With patients’ expectations and more precisely factors like the fear of AE, the expected improvement rate and the BMQ.concern, influencing outcome parameters, this study identified promising targets for non-immunomodulating therapies. According to the expectation model developed by Rief and Petrie³⁰ three factors contribute to the formation of individuals’ expectations. These are (a) prior experiences with the health care system and treatments, (b) social influences about health issues established through peers or social media and (c) the patient’s own cognitive constructions and personality structure. All of these aspects are promising targets for effective therapeutic approaches other than the conventional molecular targets.

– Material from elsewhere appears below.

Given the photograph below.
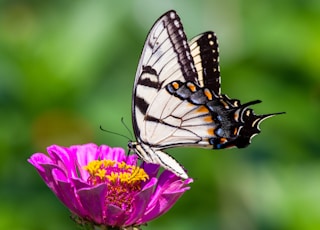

The present study had a few limitations: first, data acquisition with self-reported questionnaires is critical due to the lacking possibility to verify data. We tried to counteract this concern by reducing the number of questions to a minimum. Still a selection bias due to the non-randomized and voluntary patient enrolment cannot be ruled out and further confirmatory analyses will be necessary to allow generalisability of our data. Second, common questionnaires on treatment expectations focus predominantly on surgical interventions and are suboptimal for the chronically ill RA patients. Hence, a general tool to assess treatment expectations in RA needs to be developed to reproduce the results and further investigate the association of expectations and treatment response. Furthermore, many of these findings are exploratory and have a potential impact on treatment strategies so that our data need validation in independent confirmatory studies to reach a higher level of evidence. Also, our results include new findings with potential impact on treatment strategies so that our data need validation in future trials. Although adjustments for the potential confounders age, education, disease duration and gender were carried out, we cannot rule out residual confounders we did not assess in our analyses with a potential influence on both expectations and treatment outcome.

Conclusion

The present study showed a high impact of patients’ expectations towards new medication on treatment response affecting both subjective and objective parameters. The integration of patients’ preferences and their expectations in treatment decisions could significantly increase clinical outcome. Hence, a more detailed analysis of prevailing expectations and factors that influence these expectations could identify valuable leverage points for non-pharmaceutical options to improve outcome.